このスケッチなら、switch文に変更を加えればあらゆることができるようになります。柔軟なカスタマイズってやつです。では最後に、iPhoneの話をしましょう。今までの内容を理解して、実際に遠隔地からArduinoを操作をしてみましょう!

3, iPhoneのブラウザから操作する


接続図
スケッチをArduinoへアップロードする前に、スケッチを自分の環境に合わせて変更する必要があります。変更する部分をもう一度確かめてみます。
  • 配列ipmacを自分のものに変更する。
  • DHCPが使える場合はスケッチからipの部分を消す。
  • 出力ピン(LEDをつなぐピン)の番号を変数oPinに格納する。
以上の項目を確認したら、Arduinoへサクッとアップ。コンパイルエラーが出なかったら、シリアルモニターを開いてみましょう。すると、Arduinoに割り当てられたIPアドレスが表示されるはずです。そのIPアドレスをiPhoneのブラウザSafariのアドレスバーに打ち込みます。

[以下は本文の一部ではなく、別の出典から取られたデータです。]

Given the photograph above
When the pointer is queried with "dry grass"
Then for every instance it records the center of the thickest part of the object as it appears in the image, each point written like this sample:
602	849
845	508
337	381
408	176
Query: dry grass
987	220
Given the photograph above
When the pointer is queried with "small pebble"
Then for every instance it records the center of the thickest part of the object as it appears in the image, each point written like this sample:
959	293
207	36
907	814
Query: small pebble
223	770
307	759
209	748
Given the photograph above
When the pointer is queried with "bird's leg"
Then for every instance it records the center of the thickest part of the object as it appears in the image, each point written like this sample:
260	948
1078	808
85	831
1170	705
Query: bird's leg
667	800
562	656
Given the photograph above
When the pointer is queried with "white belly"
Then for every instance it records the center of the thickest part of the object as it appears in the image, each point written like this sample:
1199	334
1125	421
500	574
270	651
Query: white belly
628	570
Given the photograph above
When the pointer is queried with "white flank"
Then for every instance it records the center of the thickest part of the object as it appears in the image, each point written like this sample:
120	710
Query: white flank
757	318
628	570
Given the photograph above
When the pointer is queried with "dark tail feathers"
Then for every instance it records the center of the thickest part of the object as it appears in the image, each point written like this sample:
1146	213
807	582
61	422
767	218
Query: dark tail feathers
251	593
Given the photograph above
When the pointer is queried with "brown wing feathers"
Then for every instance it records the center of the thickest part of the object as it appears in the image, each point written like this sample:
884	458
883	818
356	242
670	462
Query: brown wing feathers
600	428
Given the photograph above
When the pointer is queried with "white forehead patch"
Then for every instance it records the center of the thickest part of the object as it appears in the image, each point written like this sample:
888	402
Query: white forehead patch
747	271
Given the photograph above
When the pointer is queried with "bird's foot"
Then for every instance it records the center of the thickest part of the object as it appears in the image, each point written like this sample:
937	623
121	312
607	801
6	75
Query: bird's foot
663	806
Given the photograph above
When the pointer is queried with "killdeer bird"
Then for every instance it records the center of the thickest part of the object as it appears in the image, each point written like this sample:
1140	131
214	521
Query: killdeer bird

例ではArduinoに"192.168.11.5"番地を割り当てた。
本来ならばアドレスの前に"http://"をつけるべきだが、
最近のブラウザなら省略しても何ら問題はない。
そして"Go"! 次のようなページが表示されれば、ArduinoなWebサーバーは正常に動作しています。

操作性を考慮してViewportを4倍に設定してあります。
ページ"A Remote"が表示されました。さぁ、もうあなたはArduinoを操作するためのリモコンを手に入れました!ぜひONをタップしてみてください。ArduinoのシリアルモニターにはiPhoneが送ったGETメソッド入りのHTTPリクエストが表示されるはずです。そしてまもなく、LEDは点灯するはずです。

HTTP通信で制御しているわりに動作速度が速い!
もしArduinoのIP割り当てに、DHCPでなく固定IPアドレスを設定できるだけの余裕がある人は、次の手順でブックマークしておくと今後便利になるでしょう。ページ"A Remote"でオプションを開いて、"ホーム画面に追加"をタップします。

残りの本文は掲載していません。